To stop climate change and to protect our natural habitat as well as biodiversity the whole society has to take action. Especially the building and automotive industries are characterized by huge resource and energy consumption als well as pollution of air and environment due to harmful emissions from production processes or the technical use of non-biodegradable and non-recyclable resources and materials. [1] These critical discussions already started in the 1990s. Since then, intensive research work has been done internationally, to investigate the utilization and processability of renewable and biodegradable resources, e.g. the use of natural fibers like wood or bast (hemp or linen) as reinforcements in composite materials again or the direct use of technical biopolymers, e.g. cellulose, which are basically the components of plant fibers and tissue. [2,3]

Besides the very important material science to utilization and processability of new raw materials, the development of standardized test methods for performance and lifetime prediction based on the identification of material-specific defects and the interpretation of their evolution due to service loading is mandatory for the assessment of the technological potential and the scientific basis for technical implementation. [4] This study presents experimental approaches on three different material systems (cellulose composite, wood composite, bast fiber-reinforced plastic) for the reproducible acquisition of characteristic material values, which are needed to estimate the suitability for the intended application.

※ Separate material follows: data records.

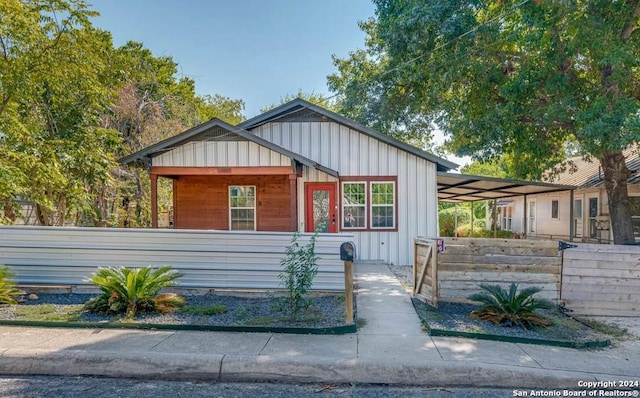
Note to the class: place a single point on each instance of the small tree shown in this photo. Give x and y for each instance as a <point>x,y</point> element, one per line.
<point>299,269</point>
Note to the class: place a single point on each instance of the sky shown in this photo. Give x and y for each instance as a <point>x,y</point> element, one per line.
<point>255,50</point>
<point>259,51</point>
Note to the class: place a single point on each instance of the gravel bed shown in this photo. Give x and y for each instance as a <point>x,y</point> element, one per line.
<point>455,317</point>
<point>326,311</point>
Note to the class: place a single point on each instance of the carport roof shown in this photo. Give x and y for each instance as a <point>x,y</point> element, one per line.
<point>454,187</point>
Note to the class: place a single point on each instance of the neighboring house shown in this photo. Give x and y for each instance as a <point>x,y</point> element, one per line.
<point>300,167</point>
<point>549,215</point>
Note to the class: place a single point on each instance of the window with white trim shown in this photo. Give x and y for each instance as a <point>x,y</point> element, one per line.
<point>242,208</point>
<point>382,204</point>
<point>354,205</point>
<point>369,205</point>
<point>554,209</point>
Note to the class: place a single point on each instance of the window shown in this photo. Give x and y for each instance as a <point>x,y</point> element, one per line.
<point>369,205</point>
<point>242,208</point>
<point>354,204</point>
<point>554,209</point>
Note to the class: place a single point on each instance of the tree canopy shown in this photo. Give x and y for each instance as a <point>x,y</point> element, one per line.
<point>71,104</point>
<point>519,78</point>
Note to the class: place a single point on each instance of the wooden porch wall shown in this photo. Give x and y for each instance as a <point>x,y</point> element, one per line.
<point>202,202</point>
<point>467,262</point>
<point>602,280</point>
<point>208,259</point>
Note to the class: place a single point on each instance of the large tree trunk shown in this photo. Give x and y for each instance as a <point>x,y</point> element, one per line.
<point>615,181</point>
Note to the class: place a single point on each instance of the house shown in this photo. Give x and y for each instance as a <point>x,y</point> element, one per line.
<point>550,215</point>
<point>300,167</point>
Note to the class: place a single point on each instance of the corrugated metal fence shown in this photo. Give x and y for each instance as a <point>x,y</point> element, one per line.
<point>208,259</point>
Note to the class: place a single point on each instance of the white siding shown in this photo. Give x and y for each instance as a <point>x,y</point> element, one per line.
<point>353,153</point>
<point>221,154</point>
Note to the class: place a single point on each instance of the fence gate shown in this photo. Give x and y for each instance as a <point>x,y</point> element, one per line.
<point>425,282</point>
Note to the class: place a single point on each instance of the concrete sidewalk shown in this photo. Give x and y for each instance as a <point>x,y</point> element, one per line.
<point>390,348</point>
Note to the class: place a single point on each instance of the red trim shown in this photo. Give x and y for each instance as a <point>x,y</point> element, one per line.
<point>309,188</point>
<point>367,180</point>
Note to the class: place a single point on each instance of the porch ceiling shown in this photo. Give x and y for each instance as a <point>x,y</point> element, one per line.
<point>468,188</point>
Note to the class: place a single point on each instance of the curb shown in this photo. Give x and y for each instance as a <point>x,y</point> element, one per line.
<point>238,368</point>
<point>336,330</point>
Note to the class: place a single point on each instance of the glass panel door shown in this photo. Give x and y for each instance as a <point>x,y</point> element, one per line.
<point>320,208</point>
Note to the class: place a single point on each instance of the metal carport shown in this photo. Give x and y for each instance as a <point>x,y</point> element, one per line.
<point>460,188</point>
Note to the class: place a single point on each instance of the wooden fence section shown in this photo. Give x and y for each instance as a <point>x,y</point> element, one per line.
<point>425,281</point>
<point>602,280</point>
<point>208,259</point>
<point>467,262</point>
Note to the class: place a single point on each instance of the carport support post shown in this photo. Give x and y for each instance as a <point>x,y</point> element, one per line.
<point>348,292</point>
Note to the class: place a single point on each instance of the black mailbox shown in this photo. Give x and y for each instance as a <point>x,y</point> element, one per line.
<point>347,251</point>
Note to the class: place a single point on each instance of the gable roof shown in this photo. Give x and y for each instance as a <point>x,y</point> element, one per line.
<point>587,173</point>
<point>299,104</point>
<point>206,131</point>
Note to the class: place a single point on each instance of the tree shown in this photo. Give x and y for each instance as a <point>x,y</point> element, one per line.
<point>521,78</point>
<point>314,98</point>
<point>53,147</point>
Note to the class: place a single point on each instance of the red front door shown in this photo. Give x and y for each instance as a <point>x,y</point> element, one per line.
<point>320,207</point>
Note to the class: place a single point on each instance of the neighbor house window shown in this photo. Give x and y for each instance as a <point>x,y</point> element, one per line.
<point>242,207</point>
<point>554,209</point>
<point>369,205</point>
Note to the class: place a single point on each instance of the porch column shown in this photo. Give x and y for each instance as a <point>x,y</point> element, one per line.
<point>154,200</point>
<point>293,202</point>
<point>571,215</point>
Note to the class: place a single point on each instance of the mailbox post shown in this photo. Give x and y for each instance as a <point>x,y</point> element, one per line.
<point>347,254</point>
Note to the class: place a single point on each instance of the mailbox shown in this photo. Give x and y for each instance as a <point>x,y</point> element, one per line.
<point>347,251</point>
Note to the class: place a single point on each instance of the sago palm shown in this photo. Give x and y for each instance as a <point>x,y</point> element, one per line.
<point>511,308</point>
<point>132,290</point>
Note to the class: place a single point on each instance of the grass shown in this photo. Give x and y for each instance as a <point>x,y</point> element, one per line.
<point>47,313</point>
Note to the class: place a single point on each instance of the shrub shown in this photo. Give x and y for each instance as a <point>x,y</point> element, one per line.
<point>511,308</point>
<point>300,268</point>
<point>8,290</point>
<point>129,291</point>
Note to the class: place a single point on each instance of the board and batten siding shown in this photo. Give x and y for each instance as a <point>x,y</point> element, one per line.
<point>221,154</point>
<point>208,259</point>
<point>353,153</point>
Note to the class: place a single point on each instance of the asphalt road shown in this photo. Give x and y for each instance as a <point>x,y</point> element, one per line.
<point>89,387</point>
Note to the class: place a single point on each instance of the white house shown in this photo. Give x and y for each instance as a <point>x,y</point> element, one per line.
<point>300,167</point>
<point>550,215</point>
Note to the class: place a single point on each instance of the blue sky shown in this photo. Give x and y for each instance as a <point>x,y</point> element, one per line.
<point>255,50</point>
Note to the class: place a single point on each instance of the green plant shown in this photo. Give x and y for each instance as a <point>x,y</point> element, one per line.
<point>511,308</point>
<point>299,269</point>
<point>133,290</point>
<point>8,289</point>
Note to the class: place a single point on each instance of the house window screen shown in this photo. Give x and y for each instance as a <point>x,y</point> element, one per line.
<point>382,204</point>
<point>242,208</point>
<point>354,205</point>
<point>554,209</point>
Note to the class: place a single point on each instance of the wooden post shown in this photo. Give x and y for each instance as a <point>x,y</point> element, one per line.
<point>348,292</point>
<point>154,200</point>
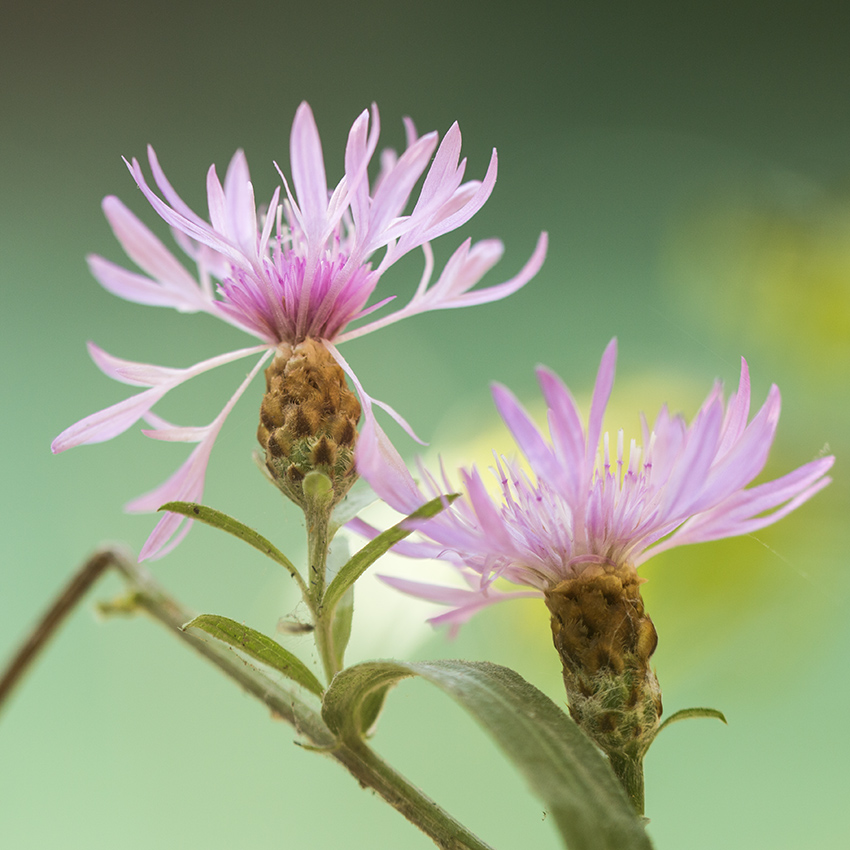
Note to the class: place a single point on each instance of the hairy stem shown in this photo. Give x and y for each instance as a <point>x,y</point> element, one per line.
<point>358,758</point>
<point>70,595</point>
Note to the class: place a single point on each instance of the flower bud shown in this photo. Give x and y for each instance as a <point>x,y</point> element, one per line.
<point>308,421</point>
<point>605,640</point>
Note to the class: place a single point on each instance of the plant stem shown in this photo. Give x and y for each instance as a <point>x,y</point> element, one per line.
<point>359,759</point>
<point>70,595</point>
<point>630,773</point>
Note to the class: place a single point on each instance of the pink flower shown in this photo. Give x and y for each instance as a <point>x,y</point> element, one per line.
<point>586,507</point>
<point>302,269</point>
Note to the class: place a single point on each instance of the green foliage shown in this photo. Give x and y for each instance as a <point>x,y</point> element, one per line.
<point>257,646</point>
<point>687,713</point>
<point>561,765</point>
<point>373,550</point>
<point>217,519</point>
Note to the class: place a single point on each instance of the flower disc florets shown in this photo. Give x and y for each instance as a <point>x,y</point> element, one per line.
<point>585,511</point>
<point>302,268</point>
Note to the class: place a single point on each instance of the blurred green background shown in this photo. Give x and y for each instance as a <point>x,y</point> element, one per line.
<point>691,166</point>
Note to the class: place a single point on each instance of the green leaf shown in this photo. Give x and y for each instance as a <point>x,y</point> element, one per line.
<point>373,550</point>
<point>217,519</point>
<point>564,769</point>
<point>257,646</point>
<point>358,498</point>
<point>686,713</point>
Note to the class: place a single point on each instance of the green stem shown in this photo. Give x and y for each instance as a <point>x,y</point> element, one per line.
<point>629,771</point>
<point>318,542</point>
<point>359,759</point>
<point>324,638</point>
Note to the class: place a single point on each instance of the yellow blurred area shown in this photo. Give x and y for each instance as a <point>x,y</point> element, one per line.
<point>775,269</point>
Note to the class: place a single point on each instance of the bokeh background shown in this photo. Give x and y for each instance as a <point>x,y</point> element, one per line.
<point>691,164</point>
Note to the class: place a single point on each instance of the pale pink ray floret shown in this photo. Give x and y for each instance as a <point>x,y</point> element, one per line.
<point>586,502</point>
<point>303,266</point>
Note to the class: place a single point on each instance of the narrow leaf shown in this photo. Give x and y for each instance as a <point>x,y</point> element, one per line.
<point>563,768</point>
<point>217,519</point>
<point>373,550</point>
<point>358,499</point>
<point>257,646</point>
<point>685,713</point>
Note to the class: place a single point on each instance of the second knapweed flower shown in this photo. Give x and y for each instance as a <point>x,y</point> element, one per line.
<point>577,528</point>
<point>295,276</point>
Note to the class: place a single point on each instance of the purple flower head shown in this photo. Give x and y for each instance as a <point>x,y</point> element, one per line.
<point>589,505</point>
<point>305,266</point>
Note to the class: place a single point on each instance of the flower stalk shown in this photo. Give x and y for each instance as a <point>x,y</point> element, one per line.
<point>364,764</point>
<point>605,640</point>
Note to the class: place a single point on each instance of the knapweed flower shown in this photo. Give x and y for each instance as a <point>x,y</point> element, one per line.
<point>577,527</point>
<point>302,269</point>
<point>589,505</point>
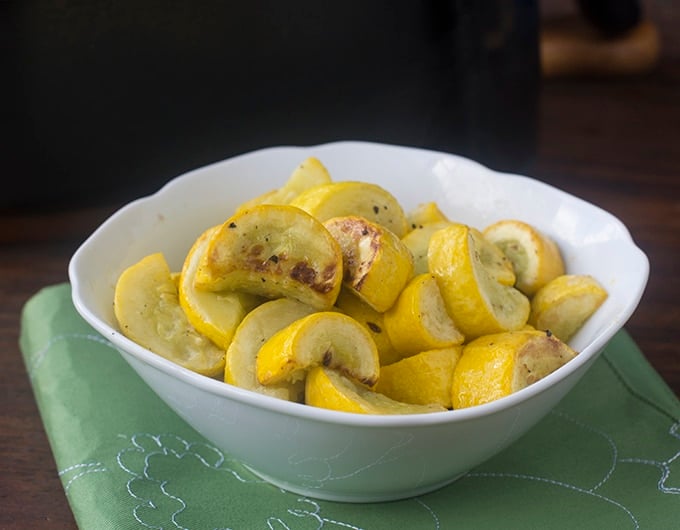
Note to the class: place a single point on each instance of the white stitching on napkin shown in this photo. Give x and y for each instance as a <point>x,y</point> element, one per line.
<point>664,465</point>
<point>87,468</point>
<point>561,485</point>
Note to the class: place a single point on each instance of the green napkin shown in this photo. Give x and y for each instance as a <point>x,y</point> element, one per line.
<point>607,457</point>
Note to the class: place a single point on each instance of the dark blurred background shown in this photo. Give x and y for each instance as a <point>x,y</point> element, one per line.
<point>114,98</point>
<point>109,100</point>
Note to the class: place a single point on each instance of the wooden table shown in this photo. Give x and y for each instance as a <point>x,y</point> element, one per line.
<point>614,142</point>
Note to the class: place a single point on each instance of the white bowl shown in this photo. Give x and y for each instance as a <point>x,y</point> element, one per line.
<point>343,456</point>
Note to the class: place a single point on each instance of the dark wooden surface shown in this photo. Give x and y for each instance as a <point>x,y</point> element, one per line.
<point>614,142</point>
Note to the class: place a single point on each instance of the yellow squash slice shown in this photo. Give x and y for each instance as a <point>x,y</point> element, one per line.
<point>256,328</point>
<point>425,213</point>
<point>376,264</point>
<point>535,257</point>
<point>475,299</point>
<point>564,304</point>
<point>274,251</point>
<point>496,365</point>
<point>418,241</point>
<point>353,306</point>
<point>418,321</point>
<point>214,314</point>
<point>325,338</point>
<point>364,199</point>
<point>423,379</point>
<point>327,388</point>
<point>146,305</point>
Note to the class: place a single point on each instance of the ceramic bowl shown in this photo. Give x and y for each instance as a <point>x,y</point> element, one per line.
<point>343,456</point>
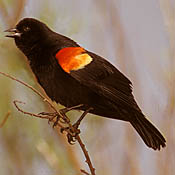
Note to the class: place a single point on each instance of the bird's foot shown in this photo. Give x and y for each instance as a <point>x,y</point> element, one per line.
<point>65,110</point>
<point>72,132</point>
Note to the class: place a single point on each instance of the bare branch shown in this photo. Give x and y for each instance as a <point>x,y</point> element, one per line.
<point>83,171</point>
<point>63,117</point>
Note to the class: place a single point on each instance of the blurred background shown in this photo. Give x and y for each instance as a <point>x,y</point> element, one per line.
<point>138,37</point>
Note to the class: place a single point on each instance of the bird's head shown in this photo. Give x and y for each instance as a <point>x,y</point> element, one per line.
<point>27,33</point>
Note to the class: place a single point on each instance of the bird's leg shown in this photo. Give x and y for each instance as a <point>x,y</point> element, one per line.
<point>52,115</point>
<point>74,131</point>
<point>77,123</point>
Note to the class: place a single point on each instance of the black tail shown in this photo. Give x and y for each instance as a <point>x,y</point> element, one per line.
<point>149,133</point>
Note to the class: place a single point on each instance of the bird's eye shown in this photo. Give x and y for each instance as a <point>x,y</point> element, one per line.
<point>26,29</point>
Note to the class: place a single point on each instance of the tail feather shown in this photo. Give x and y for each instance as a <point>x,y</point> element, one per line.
<point>148,132</point>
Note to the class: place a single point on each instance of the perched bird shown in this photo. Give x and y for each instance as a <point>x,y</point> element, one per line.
<point>72,75</point>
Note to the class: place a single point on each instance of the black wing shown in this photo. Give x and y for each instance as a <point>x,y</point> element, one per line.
<point>104,79</point>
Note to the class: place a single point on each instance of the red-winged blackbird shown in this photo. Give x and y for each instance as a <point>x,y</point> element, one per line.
<point>71,75</point>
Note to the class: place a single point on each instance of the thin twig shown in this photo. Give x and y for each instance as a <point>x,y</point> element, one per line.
<point>88,160</point>
<point>83,171</point>
<point>30,87</point>
<point>5,119</point>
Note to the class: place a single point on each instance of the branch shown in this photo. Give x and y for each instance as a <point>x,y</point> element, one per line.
<point>59,123</point>
<point>5,119</point>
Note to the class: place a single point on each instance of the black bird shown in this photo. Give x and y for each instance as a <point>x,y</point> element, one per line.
<point>72,75</point>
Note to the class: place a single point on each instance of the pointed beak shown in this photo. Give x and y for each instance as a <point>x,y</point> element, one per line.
<point>13,33</point>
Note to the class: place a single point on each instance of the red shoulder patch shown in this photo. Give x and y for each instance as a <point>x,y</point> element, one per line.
<point>73,58</point>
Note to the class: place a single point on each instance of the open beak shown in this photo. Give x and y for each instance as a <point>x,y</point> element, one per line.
<point>13,33</point>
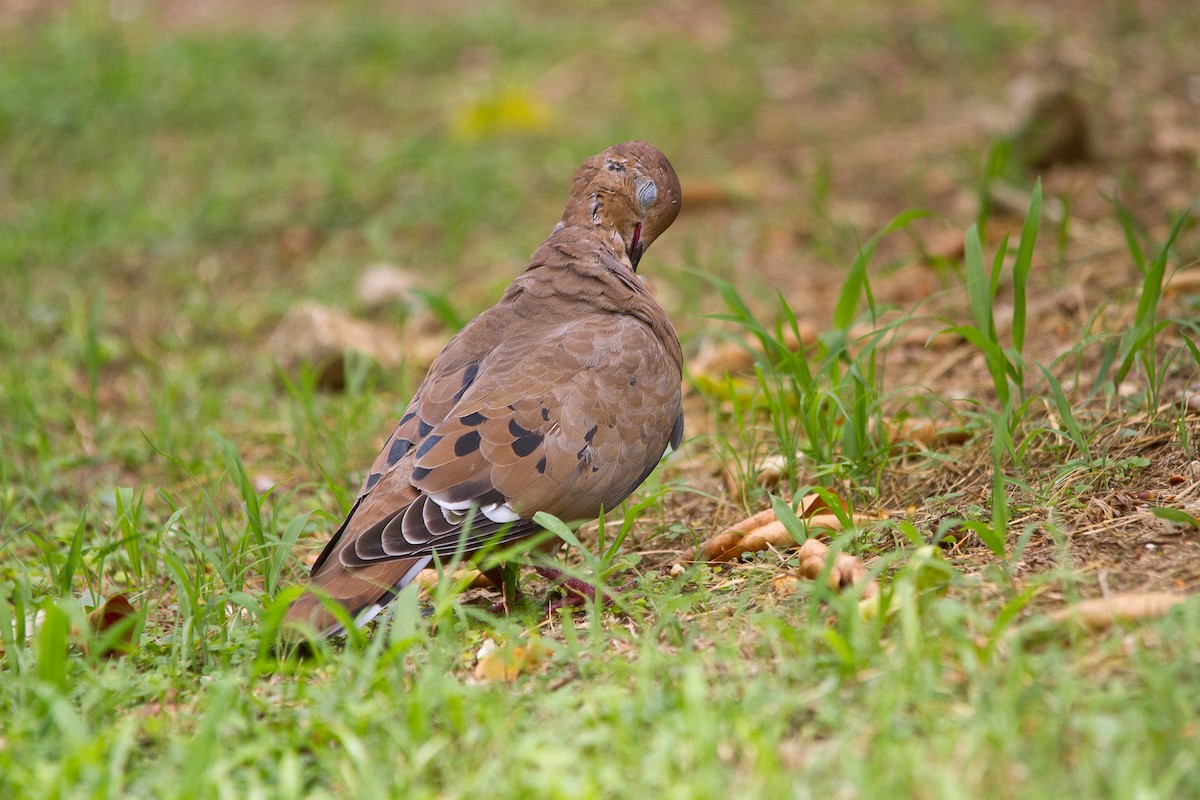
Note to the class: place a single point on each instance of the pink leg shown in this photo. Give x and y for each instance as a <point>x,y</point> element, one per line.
<point>577,591</point>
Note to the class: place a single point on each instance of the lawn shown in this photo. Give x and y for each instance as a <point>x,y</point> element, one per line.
<point>936,264</point>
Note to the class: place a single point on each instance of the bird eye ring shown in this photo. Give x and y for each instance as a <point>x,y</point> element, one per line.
<point>647,194</point>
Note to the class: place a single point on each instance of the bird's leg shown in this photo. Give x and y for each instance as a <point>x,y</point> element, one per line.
<point>504,578</point>
<point>577,591</point>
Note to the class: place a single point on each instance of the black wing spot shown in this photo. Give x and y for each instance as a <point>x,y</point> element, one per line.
<point>397,450</point>
<point>427,445</point>
<point>677,432</point>
<point>526,440</point>
<point>468,378</point>
<point>467,443</point>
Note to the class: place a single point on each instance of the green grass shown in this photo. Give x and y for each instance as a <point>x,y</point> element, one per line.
<point>167,194</point>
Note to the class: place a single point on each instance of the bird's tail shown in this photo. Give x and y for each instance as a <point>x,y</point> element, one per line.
<point>363,593</point>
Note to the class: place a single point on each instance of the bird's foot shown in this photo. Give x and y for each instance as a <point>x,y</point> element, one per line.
<point>577,593</point>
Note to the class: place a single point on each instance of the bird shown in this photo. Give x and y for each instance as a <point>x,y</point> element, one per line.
<point>562,397</point>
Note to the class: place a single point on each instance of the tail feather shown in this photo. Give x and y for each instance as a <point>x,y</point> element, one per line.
<point>361,591</point>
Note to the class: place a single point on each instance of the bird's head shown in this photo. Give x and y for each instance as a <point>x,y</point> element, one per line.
<point>629,191</point>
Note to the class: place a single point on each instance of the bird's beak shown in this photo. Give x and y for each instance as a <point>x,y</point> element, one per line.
<point>636,247</point>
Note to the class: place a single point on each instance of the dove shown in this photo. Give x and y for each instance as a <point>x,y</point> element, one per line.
<point>562,397</point>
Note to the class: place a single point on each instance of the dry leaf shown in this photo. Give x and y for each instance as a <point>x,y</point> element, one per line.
<point>846,571</point>
<point>923,433</point>
<point>319,336</point>
<point>496,663</point>
<point>112,612</point>
<point>719,359</point>
<point>1101,613</point>
<point>468,578</point>
<point>763,531</point>
<point>384,284</point>
<point>785,584</point>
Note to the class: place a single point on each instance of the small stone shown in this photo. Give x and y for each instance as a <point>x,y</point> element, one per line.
<point>318,336</point>
<point>384,284</point>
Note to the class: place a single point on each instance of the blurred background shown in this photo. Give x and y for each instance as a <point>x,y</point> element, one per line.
<point>177,178</point>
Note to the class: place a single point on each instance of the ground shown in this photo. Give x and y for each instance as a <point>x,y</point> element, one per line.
<point>177,176</point>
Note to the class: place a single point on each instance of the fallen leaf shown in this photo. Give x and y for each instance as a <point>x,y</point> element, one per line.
<point>1101,613</point>
<point>923,433</point>
<point>384,284</point>
<point>114,611</point>
<point>763,531</point>
<point>846,570</point>
<point>467,578</point>
<point>496,663</point>
<point>315,335</point>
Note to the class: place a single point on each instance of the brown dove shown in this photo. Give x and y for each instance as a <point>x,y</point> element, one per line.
<point>561,398</point>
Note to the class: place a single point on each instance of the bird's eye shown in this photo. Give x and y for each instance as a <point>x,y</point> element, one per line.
<point>647,194</point>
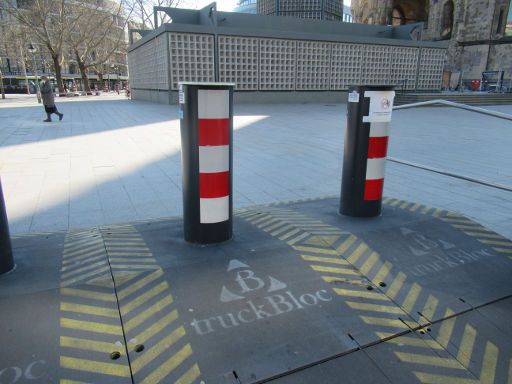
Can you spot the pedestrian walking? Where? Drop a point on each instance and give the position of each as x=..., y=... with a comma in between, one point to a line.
x=49, y=100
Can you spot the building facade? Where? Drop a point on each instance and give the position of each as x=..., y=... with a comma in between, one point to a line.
x=264, y=56
x=479, y=32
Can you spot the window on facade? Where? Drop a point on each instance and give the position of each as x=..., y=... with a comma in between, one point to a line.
x=508, y=26
x=447, y=20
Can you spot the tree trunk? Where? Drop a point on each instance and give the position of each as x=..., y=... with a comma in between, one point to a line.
x=58, y=73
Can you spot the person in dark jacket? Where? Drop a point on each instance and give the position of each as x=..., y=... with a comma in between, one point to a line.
x=49, y=99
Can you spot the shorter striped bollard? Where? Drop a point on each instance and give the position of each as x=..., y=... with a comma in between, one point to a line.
x=366, y=140
x=206, y=121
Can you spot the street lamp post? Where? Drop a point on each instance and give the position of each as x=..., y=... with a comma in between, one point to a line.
x=33, y=50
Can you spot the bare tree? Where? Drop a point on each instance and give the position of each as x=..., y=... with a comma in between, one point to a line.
x=47, y=21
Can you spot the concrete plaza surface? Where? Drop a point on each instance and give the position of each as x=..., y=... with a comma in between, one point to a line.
x=113, y=160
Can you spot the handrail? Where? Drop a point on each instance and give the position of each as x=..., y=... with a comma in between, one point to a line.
x=483, y=111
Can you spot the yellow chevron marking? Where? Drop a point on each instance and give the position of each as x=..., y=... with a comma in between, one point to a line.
x=446, y=329
x=72, y=270
x=167, y=367
x=139, y=319
x=503, y=250
x=330, y=260
x=156, y=327
x=322, y=251
x=396, y=285
x=287, y=235
x=411, y=297
x=302, y=236
x=490, y=361
x=487, y=235
x=409, y=341
x=119, y=370
x=494, y=242
x=369, y=263
x=343, y=271
x=190, y=376
x=428, y=360
x=139, y=284
x=466, y=345
x=84, y=277
x=108, y=297
x=432, y=378
x=153, y=352
x=91, y=326
x=383, y=272
x=88, y=345
x=414, y=207
x=89, y=310
x=382, y=321
x=139, y=300
x=361, y=294
x=375, y=307
x=359, y=251
x=430, y=307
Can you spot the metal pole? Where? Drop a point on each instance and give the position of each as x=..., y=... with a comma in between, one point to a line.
x=37, y=80
x=206, y=121
x=6, y=259
x=366, y=138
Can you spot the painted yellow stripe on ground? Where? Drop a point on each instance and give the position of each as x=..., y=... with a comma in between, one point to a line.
x=92, y=366
x=343, y=271
x=85, y=277
x=108, y=297
x=430, y=307
x=495, y=242
x=412, y=297
x=139, y=319
x=410, y=341
x=383, y=321
x=155, y=351
x=156, y=327
x=159, y=374
x=490, y=361
x=358, y=252
x=330, y=260
x=141, y=299
x=139, y=284
x=466, y=345
x=375, y=307
x=434, y=361
x=89, y=345
x=369, y=263
x=396, y=285
x=91, y=326
x=302, y=236
x=190, y=376
x=383, y=272
x=89, y=310
x=503, y=250
x=362, y=294
x=322, y=251
x=446, y=329
x=432, y=378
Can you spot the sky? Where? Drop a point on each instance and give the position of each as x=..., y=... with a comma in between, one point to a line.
x=222, y=5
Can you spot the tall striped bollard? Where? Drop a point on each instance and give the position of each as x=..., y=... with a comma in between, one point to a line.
x=366, y=140
x=206, y=121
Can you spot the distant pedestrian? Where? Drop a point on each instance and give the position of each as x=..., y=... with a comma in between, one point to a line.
x=49, y=100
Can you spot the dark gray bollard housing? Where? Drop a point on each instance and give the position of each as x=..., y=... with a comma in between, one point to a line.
x=366, y=139
x=206, y=121
x=6, y=259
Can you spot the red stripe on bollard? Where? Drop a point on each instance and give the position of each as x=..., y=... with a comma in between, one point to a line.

Test method design was focused on the definition of application limits with regard to mechanical (quasi-static , fatigue) and functional (humidity, temperature) loading, the definition of optimization potential with regard to the manufacturing process (parchmentizing, bonding, organic sheet production) as well as the definition of guidelines for component design (Figure 1).   

References

[1] World Wide Fund For Nature WWF, 2018, Gland, ISBN 978-2-940529-90-2.
[2] H.-J. Endres, A. Siebert-Raths Hanser, 2009, ISBN 978-3-446416-83-3.
[3] A. Hodzic, R. Shanks Woodhead Publishing, 2014, ISBN 978-0-85709-524-4.
[4] R. V. Scholz Dissertation, 2022, TU Dortmund University, Springer Vieweg Verlag, Wiesbaden, ISBN 978-3-658-37539-3.